Jackson Peterson: When "shes pa" arises, being itself secondary, a play of tsal, it is not capable of Knowing. In lieu of the primary capacity to Know, it conceptualizes. This is where the dream begins. When that shes pa ceases all movement, its empty nature can be recognized at which point its vigorous self-energy transforms into wisdom. Through that wisdom, the Basis is then recognized. This is what happens whenever rigpa arises... Ones practice should bring this about more and more often for longer and longer duration until stable. Don't get complicated. Just recognize the empty nature of your current consciousness again and again.

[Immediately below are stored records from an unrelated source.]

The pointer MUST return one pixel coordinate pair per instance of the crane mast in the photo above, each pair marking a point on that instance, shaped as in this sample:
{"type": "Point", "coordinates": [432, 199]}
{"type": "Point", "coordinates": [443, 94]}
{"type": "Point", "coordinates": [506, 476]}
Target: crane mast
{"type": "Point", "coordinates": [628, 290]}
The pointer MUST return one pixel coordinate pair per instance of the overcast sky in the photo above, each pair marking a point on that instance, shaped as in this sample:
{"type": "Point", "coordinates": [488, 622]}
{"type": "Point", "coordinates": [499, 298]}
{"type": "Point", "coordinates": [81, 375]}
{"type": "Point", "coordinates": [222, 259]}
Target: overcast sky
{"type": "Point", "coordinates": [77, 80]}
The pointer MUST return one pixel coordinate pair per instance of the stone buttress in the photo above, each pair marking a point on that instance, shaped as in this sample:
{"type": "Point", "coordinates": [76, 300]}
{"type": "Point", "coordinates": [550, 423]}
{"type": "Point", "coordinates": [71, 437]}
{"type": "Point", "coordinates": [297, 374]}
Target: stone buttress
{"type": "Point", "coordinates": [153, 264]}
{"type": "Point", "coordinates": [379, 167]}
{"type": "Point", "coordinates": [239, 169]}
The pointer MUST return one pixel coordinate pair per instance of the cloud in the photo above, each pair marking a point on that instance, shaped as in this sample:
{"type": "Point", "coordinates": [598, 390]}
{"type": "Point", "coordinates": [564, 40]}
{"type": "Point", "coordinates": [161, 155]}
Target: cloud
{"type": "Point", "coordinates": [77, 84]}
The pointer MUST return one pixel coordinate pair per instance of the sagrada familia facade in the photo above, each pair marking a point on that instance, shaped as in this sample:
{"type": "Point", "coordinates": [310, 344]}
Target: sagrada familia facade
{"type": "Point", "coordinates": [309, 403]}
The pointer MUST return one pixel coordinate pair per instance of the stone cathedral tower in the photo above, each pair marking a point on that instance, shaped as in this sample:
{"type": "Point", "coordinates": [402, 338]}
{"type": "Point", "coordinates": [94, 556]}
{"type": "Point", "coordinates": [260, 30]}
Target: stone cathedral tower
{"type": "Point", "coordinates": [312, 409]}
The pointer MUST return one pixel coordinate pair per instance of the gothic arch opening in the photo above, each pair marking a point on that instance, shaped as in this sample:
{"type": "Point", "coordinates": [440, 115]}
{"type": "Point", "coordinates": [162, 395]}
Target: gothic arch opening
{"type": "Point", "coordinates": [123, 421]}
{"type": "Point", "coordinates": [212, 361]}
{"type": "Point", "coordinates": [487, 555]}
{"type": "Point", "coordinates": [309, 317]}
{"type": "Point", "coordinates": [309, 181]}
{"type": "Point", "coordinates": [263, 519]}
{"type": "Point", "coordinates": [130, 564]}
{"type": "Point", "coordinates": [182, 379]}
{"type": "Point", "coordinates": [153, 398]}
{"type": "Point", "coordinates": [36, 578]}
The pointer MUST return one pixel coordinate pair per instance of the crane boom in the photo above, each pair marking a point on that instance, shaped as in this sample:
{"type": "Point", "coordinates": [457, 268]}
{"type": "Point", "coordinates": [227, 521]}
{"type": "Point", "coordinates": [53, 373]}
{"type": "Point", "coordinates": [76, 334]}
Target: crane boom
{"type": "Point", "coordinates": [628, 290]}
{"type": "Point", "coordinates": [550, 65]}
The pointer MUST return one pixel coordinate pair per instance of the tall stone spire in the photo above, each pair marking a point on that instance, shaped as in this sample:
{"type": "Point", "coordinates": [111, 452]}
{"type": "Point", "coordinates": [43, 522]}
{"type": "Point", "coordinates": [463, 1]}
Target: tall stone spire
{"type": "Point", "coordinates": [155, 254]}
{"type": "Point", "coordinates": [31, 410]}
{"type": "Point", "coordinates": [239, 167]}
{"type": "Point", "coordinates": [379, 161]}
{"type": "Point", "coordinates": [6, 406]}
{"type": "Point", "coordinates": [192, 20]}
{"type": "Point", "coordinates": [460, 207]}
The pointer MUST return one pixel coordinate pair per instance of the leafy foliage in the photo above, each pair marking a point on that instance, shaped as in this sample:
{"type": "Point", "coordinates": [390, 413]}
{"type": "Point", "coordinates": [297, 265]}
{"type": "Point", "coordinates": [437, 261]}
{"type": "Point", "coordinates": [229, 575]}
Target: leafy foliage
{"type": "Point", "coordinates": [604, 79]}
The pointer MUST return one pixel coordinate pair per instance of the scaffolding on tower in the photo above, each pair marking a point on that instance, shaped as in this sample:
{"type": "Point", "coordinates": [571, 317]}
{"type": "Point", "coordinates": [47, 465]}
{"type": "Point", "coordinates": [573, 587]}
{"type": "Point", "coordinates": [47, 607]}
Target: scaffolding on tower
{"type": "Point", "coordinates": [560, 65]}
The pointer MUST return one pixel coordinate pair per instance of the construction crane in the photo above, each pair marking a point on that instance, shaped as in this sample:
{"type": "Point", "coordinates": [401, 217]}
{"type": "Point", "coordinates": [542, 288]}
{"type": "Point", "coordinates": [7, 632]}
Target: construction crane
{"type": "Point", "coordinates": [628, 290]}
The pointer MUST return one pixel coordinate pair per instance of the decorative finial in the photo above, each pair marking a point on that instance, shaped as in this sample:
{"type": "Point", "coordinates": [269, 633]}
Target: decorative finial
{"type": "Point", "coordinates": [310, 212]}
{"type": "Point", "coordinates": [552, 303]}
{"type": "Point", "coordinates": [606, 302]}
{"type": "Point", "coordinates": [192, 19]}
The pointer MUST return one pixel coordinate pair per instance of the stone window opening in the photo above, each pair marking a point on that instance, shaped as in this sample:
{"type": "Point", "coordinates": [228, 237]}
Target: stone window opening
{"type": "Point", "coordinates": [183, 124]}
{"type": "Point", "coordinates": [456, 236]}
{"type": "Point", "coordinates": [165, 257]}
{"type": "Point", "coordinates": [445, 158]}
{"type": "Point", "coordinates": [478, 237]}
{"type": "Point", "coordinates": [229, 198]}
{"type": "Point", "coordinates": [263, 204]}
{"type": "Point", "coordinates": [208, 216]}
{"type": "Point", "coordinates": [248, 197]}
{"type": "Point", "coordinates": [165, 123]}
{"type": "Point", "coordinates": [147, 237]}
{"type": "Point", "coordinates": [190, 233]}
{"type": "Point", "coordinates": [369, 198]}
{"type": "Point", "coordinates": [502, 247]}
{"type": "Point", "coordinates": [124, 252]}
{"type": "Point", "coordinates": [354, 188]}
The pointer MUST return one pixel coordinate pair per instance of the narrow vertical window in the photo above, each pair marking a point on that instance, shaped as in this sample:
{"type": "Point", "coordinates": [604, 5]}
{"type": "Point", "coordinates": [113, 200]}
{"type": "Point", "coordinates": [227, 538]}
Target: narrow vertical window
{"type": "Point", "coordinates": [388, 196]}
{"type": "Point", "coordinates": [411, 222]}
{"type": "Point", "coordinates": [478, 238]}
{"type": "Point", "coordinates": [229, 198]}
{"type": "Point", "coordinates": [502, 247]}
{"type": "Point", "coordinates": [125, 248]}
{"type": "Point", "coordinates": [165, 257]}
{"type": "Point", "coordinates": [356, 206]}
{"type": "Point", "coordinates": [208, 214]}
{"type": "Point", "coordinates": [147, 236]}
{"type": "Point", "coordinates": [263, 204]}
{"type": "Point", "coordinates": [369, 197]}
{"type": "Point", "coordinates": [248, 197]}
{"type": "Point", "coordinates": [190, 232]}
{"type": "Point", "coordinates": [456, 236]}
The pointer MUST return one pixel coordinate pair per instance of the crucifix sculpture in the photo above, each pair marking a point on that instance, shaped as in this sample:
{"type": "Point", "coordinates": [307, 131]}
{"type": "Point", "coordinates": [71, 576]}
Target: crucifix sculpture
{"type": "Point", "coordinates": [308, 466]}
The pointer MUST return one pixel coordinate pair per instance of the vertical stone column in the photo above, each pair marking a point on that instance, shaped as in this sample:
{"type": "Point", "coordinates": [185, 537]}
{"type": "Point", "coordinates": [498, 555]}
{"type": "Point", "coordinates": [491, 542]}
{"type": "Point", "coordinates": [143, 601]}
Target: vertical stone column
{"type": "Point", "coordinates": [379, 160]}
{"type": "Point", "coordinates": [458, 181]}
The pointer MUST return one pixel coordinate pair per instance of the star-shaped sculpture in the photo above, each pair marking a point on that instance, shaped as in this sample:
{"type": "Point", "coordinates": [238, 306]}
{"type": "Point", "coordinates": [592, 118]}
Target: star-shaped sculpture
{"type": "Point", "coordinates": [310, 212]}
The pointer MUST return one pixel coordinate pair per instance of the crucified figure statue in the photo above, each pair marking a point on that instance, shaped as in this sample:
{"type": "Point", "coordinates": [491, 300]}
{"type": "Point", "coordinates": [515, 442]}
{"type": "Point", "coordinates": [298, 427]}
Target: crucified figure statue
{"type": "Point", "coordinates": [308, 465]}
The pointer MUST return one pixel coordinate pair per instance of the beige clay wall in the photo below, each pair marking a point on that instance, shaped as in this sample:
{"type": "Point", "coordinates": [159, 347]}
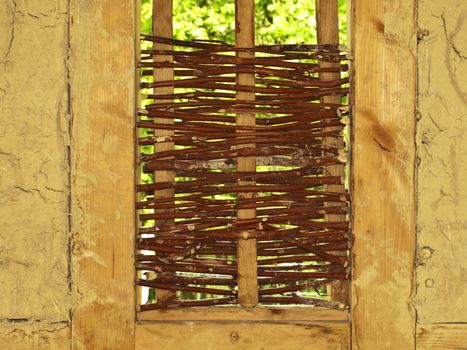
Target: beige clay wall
{"type": "Point", "coordinates": [34, 198]}
{"type": "Point", "coordinates": [34, 266]}
{"type": "Point", "coordinates": [442, 151]}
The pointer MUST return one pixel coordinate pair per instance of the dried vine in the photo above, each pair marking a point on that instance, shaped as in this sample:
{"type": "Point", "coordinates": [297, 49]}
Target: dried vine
{"type": "Point", "coordinates": [189, 241]}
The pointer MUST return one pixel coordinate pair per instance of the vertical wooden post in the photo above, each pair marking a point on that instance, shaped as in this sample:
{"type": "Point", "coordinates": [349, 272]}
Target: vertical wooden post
{"type": "Point", "coordinates": [102, 86]}
{"type": "Point", "coordinates": [383, 178]}
{"type": "Point", "coordinates": [327, 20]}
{"type": "Point", "coordinates": [246, 251]}
{"type": "Point", "coordinates": [162, 25]}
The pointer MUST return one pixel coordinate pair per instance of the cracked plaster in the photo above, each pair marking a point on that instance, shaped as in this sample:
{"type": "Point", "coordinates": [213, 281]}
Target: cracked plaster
{"type": "Point", "coordinates": [442, 151]}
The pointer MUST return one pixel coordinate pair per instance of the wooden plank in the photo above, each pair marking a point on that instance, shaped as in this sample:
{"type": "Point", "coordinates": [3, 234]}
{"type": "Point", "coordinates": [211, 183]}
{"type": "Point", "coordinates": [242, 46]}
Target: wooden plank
{"type": "Point", "coordinates": [384, 45]}
{"type": "Point", "coordinates": [442, 336]}
{"type": "Point", "coordinates": [247, 264]}
{"type": "Point", "coordinates": [102, 107]}
{"type": "Point", "coordinates": [193, 336]}
{"type": "Point", "coordinates": [34, 336]}
{"type": "Point", "coordinates": [237, 314]}
{"type": "Point", "coordinates": [162, 25]}
{"type": "Point", "coordinates": [327, 21]}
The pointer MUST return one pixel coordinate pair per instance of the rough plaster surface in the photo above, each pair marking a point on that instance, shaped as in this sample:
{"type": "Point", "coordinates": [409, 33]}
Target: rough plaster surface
{"type": "Point", "coordinates": [442, 173]}
{"type": "Point", "coordinates": [34, 264]}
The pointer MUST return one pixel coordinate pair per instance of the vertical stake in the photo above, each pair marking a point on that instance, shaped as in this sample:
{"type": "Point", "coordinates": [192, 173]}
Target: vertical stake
{"type": "Point", "coordinates": [246, 250]}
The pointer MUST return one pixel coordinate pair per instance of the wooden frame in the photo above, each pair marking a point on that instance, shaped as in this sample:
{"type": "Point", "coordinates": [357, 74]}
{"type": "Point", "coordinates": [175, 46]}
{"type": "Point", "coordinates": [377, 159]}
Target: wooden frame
{"type": "Point", "coordinates": [384, 220]}
{"type": "Point", "coordinates": [383, 173]}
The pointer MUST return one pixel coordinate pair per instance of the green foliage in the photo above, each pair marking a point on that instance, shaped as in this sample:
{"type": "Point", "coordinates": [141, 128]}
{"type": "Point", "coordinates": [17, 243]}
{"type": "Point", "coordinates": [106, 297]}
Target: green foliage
{"type": "Point", "coordinates": [277, 21]}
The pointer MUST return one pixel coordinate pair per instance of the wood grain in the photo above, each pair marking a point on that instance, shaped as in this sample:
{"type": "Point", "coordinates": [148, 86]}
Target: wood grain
{"type": "Point", "coordinates": [213, 336]}
{"type": "Point", "coordinates": [102, 151]}
{"type": "Point", "coordinates": [258, 314]}
{"type": "Point", "coordinates": [442, 336]}
{"type": "Point", "coordinates": [384, 45]}
{"type": "Point", "coordinates": [247, 264]}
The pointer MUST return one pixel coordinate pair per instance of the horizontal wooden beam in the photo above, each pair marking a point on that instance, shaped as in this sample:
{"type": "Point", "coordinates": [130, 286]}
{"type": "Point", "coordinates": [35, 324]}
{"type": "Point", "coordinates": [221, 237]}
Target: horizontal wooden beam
{"type": "Point", "coordinates": [442, 336]}
{"type": "Point", "coordinates": [196, 336]}
{"type": "Point", "coordinates": [238, 314]}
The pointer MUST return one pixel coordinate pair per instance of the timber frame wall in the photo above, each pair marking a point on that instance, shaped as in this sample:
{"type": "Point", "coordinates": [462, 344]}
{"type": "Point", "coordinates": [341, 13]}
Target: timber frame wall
{"type": "Point", "coordinates": [99, 70]}
{"type": "Point", "coordinates": [384, 203]}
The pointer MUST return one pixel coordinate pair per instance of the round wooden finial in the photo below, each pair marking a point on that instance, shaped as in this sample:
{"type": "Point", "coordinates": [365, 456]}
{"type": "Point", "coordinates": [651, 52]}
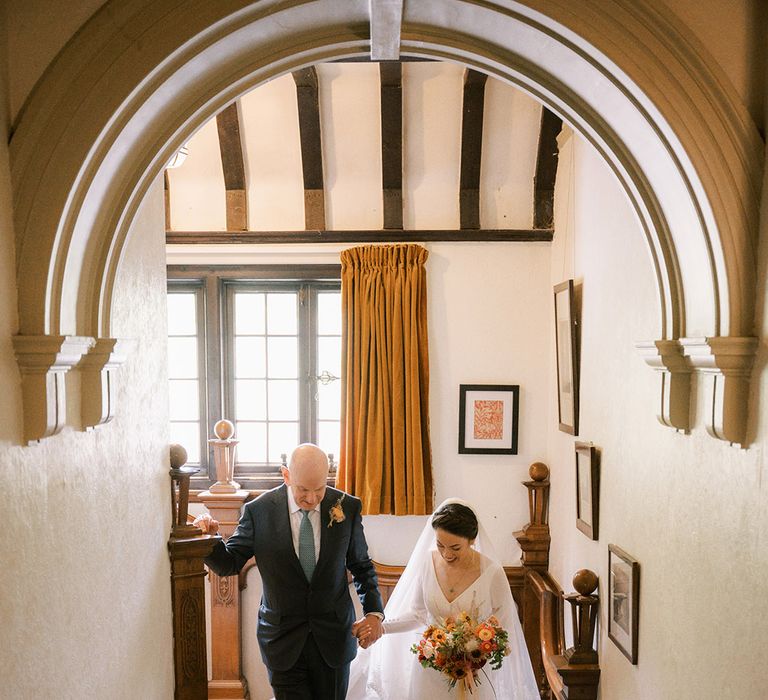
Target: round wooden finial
{"type": "Point", "coordinates": [178, 456]}
{"type": "Point", "coordinates": [585, 581]}
{"type": "Point", "coordinates": [538, 471]}
{"type": "Point", "coordinates": [224, 429]}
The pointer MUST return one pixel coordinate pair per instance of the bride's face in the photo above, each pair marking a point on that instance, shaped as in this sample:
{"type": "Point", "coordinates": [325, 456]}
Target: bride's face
{"type": "Point", "coordinates": [453, 549]}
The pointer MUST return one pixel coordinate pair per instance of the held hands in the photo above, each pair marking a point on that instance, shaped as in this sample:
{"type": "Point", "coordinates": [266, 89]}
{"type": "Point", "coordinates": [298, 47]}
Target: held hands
{"type": "Point", "coordinates": [367, 630]}
{"type": "Point", "coordinates": [207, 524]}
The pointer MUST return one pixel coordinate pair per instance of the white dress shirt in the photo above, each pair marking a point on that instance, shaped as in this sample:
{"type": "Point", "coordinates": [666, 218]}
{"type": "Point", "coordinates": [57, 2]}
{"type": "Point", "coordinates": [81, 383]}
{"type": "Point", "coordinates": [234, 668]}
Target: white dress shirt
{"type": "Point", "coordinates": [296, 516]}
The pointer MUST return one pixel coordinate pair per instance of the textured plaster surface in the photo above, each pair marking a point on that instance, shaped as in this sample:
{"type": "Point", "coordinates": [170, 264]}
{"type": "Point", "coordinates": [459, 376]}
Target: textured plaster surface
{"type": "Point", "coordinates": [86, 609]}
{"type": "Point", "coordinates": [690, 509]}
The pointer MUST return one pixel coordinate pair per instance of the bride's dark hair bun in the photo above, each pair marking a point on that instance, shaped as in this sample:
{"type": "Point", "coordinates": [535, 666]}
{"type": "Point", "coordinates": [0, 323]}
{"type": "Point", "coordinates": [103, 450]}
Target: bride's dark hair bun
{"type": "Point", "coordinates": [456, 519]}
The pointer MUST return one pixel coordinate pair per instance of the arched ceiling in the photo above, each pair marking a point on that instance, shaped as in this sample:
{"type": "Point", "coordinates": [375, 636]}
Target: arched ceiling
{"type": "Point", "coordinates": [367, 146]}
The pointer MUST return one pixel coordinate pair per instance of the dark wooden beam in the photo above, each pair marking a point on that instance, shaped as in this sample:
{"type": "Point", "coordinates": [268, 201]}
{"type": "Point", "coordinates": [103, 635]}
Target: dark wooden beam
{"type": "Point", "coordinates": [546, 170]}
{"type": "Point", "coordinates": [167, 193]}
{"type": "Point", "coordinates": [233, 163]}
{"type": "Point", "coordinates": [471, 148]}
{"type": "Point", "coordinates": [311, 147]}
{"type": "Point", "coordinates": [372, 236]}
{"type": "Point", "coordinates": [392, 143]}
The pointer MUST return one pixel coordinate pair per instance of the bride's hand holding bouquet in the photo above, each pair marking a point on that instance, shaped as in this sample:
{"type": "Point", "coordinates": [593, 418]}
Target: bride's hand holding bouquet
{"type": "Point", "coordinates": [460, 647]}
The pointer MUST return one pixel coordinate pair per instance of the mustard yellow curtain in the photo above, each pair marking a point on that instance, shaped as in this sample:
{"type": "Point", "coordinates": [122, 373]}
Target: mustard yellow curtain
{"type": "Point", "coordinates": [385, 452]}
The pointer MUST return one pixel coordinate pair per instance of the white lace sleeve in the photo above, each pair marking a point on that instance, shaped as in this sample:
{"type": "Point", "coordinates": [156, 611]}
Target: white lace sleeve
{"type": "Point", "coordinates": [502, 604]}
{"type": "Point", "coordinates": [415, 616]}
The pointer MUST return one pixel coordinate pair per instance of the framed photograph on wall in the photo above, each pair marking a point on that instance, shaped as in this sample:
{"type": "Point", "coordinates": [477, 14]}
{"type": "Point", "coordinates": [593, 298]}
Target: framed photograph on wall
{"type": "Point", "coordinates": [623, 601]}
{"type": "Point", "coordinates": [587, 489]}
{"type": "Point", "coordinates": [488, 418]}
{"type": "Point", "coordinates": [566, 328]}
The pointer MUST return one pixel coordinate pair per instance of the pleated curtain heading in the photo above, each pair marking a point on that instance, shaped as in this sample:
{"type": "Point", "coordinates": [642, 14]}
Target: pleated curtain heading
{"type": "Point", "coordinates": [385, 450]}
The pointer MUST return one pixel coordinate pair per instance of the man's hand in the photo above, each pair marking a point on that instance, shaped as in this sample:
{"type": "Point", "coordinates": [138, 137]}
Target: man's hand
{"type": "Point", "coordinates": [367, 630]}
{"type": "Point", "coordinates": [207, 524]}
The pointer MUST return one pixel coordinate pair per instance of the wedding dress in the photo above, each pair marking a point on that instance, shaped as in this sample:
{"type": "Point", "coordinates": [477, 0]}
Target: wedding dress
{"type": "Point", "coordinates": [388, 670]}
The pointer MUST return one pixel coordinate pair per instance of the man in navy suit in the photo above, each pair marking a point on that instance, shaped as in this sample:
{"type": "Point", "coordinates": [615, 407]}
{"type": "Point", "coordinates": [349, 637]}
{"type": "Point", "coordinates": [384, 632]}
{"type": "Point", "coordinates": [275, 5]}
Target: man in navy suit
{"type": "Point", "coordinates": [304, 536]}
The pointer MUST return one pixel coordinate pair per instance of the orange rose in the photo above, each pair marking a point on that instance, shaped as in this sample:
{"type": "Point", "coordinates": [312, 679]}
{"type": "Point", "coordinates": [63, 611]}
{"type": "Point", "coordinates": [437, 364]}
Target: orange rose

Release is the self-arising wisdom that follows the recognition of self emptiness.
21 hours ago via mobile · Like

Kyle Dixon: The shes pa in the basis is not a consciousness. Consciousness is always defiled.
18 hours ago via mobile · Like

Jackson Peterson: Yes, Kyle, shes pa means "consciousness". It's an arising like I explained.
18 hours ago via mobile · Like

Kyle Dixon: Well, no you're discussing the shes pa in the basis in the above post. That is not a consciousness at all. Consciousness only arises in non-recognition. Malcolm, whom you got this model from defines that shes pa as a neutral awareness located in the basis (and whether it's multiple or singular wasn't clear from the original texts). That shes pa, because it is located in the basis is also completely empty, unreal and not established in any way whatsoever just like the basis itself.
18 hours ago via mobile · Like

Jackson Peterson: The Five Buddhas appear. Vairocana as "mirror-like awareness wisdom" arises in the center. Samantabahdra self manifested as Vairocana. Then through not remaining in recognition Variocana transforms into "vijnana" as the fifth skandha. In practice we reverse this process. Keep it simple. Be practical, not academic.
18 hours ago via mobile · Like

Kyle Dixon: You should take your own advice on that one if it's such an issue.